As you can see, it isn’t until we reach 12160×9120 that Reicast’s performance finally lets up from an almost consistent 206/207fps to a somewhat lower value. Do note that this was testing the same environment. When alpha effects and RTT (Render to Texture) effects are being applied onscreen, there may well be dips on the higher than 8K resolutions whereas 8K and below would be able to handle it with relative ease.

Mupen64plus – GlideN64 OpenGL renderer

Super Mario 64 running at 8K resolution with Gliden64.
Super Mario 64 running at 8K resolution with Gliden64.

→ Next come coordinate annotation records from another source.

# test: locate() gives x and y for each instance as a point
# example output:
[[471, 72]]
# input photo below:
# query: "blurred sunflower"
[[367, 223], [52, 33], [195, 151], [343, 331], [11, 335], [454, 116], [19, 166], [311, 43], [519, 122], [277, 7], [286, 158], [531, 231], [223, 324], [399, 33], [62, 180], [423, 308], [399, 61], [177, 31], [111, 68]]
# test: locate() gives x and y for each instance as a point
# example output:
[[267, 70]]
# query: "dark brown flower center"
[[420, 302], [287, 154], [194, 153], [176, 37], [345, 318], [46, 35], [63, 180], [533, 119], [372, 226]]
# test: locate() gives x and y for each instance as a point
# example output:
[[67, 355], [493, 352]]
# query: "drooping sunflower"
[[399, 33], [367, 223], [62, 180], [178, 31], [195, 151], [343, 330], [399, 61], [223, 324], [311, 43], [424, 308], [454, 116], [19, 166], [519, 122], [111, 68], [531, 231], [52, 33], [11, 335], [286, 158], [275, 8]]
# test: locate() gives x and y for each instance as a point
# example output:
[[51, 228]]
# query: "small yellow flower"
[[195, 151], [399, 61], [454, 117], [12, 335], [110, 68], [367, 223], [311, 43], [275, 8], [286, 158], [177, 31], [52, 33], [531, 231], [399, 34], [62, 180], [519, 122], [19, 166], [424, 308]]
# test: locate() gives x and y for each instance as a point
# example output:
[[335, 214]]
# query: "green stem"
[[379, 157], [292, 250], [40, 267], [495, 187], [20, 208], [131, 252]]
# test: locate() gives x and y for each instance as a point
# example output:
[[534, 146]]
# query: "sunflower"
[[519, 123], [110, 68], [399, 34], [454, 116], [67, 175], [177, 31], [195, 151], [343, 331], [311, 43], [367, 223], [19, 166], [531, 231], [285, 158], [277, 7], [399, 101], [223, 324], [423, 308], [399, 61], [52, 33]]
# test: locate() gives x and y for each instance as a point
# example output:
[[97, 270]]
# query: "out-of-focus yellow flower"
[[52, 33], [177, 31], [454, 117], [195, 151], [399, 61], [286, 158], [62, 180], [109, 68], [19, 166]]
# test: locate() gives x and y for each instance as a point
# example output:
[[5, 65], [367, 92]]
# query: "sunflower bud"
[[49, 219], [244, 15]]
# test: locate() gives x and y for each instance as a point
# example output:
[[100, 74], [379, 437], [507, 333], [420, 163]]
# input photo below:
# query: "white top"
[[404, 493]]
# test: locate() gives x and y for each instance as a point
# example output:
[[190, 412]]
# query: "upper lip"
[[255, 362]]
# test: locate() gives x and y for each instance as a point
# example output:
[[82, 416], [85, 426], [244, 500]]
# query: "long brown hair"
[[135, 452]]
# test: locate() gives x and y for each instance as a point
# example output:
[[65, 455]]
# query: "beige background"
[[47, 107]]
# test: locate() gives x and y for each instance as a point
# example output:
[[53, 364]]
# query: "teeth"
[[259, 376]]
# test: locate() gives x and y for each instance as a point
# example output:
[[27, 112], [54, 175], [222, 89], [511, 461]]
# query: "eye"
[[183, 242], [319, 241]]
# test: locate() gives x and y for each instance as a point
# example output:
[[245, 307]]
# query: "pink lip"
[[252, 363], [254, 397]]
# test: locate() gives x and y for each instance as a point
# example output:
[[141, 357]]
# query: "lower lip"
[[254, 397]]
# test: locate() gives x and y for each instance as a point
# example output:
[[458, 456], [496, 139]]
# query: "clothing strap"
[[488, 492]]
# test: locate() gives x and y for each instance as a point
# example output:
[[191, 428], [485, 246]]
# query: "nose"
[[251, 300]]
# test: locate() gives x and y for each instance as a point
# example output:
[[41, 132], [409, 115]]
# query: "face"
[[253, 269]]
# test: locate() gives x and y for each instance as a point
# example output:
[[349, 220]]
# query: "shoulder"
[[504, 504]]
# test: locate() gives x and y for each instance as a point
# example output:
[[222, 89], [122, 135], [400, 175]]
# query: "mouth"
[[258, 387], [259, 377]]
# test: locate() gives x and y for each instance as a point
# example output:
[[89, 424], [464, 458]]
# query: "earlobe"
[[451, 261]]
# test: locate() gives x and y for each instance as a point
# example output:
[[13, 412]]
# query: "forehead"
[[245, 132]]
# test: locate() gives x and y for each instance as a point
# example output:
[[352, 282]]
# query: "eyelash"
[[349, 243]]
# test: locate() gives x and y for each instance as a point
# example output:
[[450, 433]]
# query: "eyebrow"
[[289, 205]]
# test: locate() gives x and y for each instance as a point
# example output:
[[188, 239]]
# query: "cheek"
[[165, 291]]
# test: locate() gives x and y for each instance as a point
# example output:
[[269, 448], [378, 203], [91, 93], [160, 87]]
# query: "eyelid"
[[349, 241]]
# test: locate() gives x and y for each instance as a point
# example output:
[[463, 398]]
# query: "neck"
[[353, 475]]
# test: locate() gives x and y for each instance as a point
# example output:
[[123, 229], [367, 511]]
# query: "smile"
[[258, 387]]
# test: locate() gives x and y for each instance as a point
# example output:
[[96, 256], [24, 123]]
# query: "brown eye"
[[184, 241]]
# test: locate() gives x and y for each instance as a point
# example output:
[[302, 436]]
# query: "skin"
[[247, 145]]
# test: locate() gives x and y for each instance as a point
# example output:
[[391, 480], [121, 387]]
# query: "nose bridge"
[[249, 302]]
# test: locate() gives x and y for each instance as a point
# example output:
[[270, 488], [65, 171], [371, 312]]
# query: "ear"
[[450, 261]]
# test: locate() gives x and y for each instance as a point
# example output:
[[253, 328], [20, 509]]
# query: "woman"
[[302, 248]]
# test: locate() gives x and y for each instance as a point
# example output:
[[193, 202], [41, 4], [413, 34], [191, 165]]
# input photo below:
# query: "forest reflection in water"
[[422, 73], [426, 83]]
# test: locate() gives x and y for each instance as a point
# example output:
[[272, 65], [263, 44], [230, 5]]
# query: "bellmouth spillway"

This core uses Mupen64plus as the core emulator plus the GlideN64 OpenGL renderer.

Super Mario 64

Description Performance
3840×2880 – no MSAA 617fps
3840×2880 – 2x/4x MSAA 181fps
4160×3120 – no MSAA 568fps
4160×3120 – 2x/4x MSAA 112fps
4480×3360 – no MSAA 538fps
4480×3360 – 2x/4x MSAA 103fps
4800×3600 – no MSAA 524fps
4800×3600 – 2x/4x MSAA 94fps
5120×3840 – no MSAA 486fps
5120×3840 – 2x/4x MSAA 82fps
5440×4080 – no MSAA 199fps
5440×4080 – 2x/4x MSAA 80fps
5760×4320 – no MSAA 194fs
5760×4320 – 2x/4x MSAA 74fps
6080×4560 – no MSAA 190fps
6080×4560 – 2x/4x MSAA 68fps
6400×4800 – no MSAA 186fps
6400×4800 – 2x/4x MSAA 61.3fps
7680×4320 – no MSAA 183fps
7680×4320 – 2x/4x MSAA 39.4fps

GoldenEye 007

Tested at the Dam level – beginning

Description Performance
3840×2880 – no MSAA 406fps
3840×2880 – 2x/4x MSAA 100fps
4160×3120 – no MSAA 397fps
4160×3120 – 2x/4x MSAA 65fps
4480×3360 – no MSAA 375fps
4480×3360 – 2x/4x MSAA 60fps
4800×3600 – no MSAA 342fps
4800×3600 – 2x/4x MSAA 54fps
5120×3840 – no MSAA 310fps
5120×3840 – 2x/4x MSAA 51fps
5440×4080 – no MSAA 70fps
5440×4080 – 2x/4x MSAA 46fps
5760×4320 – no MSAA 78.9fs
5760×4320 – 2x/4x MSAA 42fps
6080×4560 – no MSAA 86fps
6080×4560 – 2x/4x MSAA 37fps
6400×4800 – no MSAA 79fps
6400×4800 – 2x/4x MSAA 27fps
7680×4320 – no MSAA 79fps
7680×4320 – 2x/4x MSAA 33.2fps

Preface: Immediately after going beyond 3840×2880 (the slightly-higher than 4K resolution), we notice that turning on MSAA results in several black solid colored strips being rendered where there should be textures and geometry. Again, we notice that enabling MSAA takes a huge performance hit. It doesn’t matter either if you apply 2 or 4 samples, it is uniformly slow. We also notice several rendering bottlenecks in throughput – as soon as we move from 5120×3840 to 5440×4080 (a relatively minor bump), we go from 310fps to suddenly 70fps – a huge dropoff point. Suffice to say, while you can play with Reicast (Dreamcast emulator) and Dolphin (Gamecube/Wii) at 8K without effort and even have enough headroom to go all the way to 12K, don’t try this anytime soon with Gliden64.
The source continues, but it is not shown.